La señora Murtagh calló, hasta que ya no pudo soportar más. Entonces, preguntó:
—¿Qué pasa entre usted y Matt Neylan? ¿Se casará con él? Si no piensa hacerlo, está malgastando su vida, y una mujer de su edad no puede permitirse ese lujo.
—Mayor razón todavía para evitar un error, ¿no le parece?
—Me parece que ya se han cometido muchos errores: usted con esta pobre niña y sin marido que la ayude, Matt Neylan con esa hermosa carrera en Roma. Decían que llegaría a obispo, ¿lo sabía? ¡Y ahora, véalo! ¡Ha colgado los hábitos! ¡Se ha alejado totalmente de la Iglesia, y quizá por toda la eternidad!

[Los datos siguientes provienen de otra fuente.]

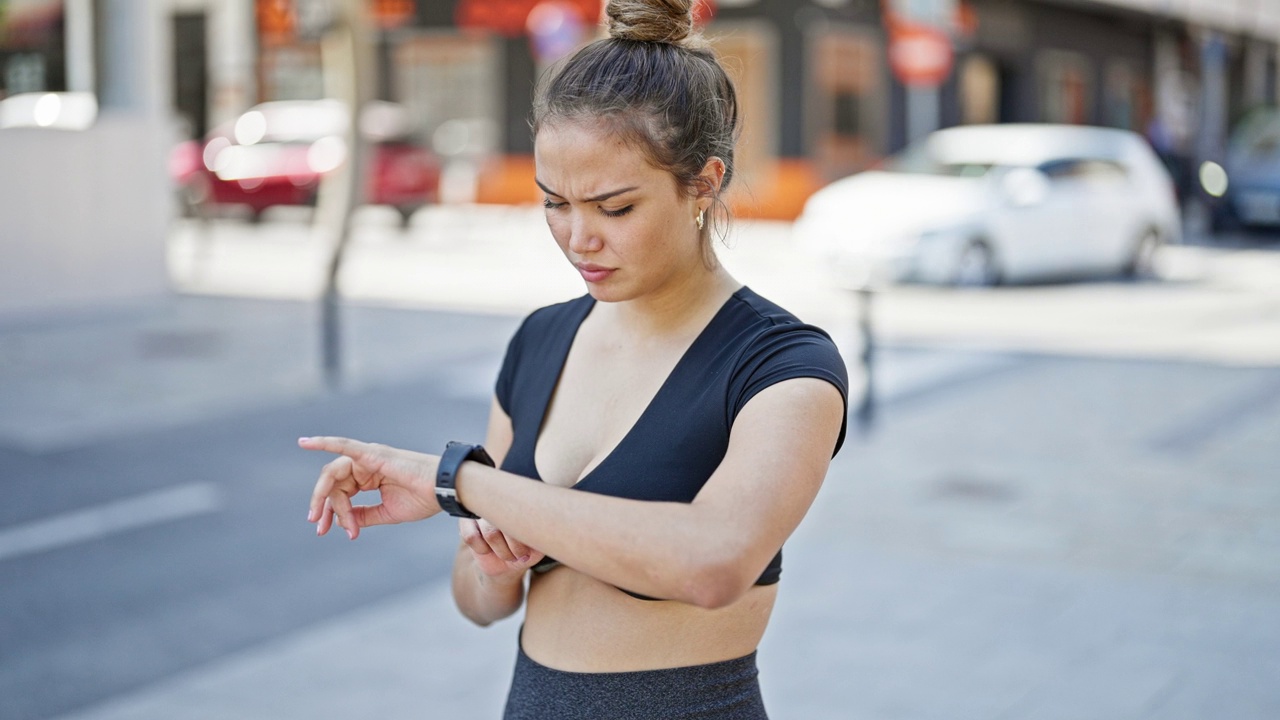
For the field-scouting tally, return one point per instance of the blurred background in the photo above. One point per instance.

—Señora Murtagh, estoy segura de que Dios lo comprende mejor que nosotros.
—Pero, ¡renunciar a toda la gracia que se le otorgó! Vea, el domingo pasado monseñor O’Connell, el cura de nuestra parroquia de Clonakilty, predicó sobre eso, el rechazo de la gracia. Dijo que es como negarse a aceptar un salvavidas en un mar tormentoso…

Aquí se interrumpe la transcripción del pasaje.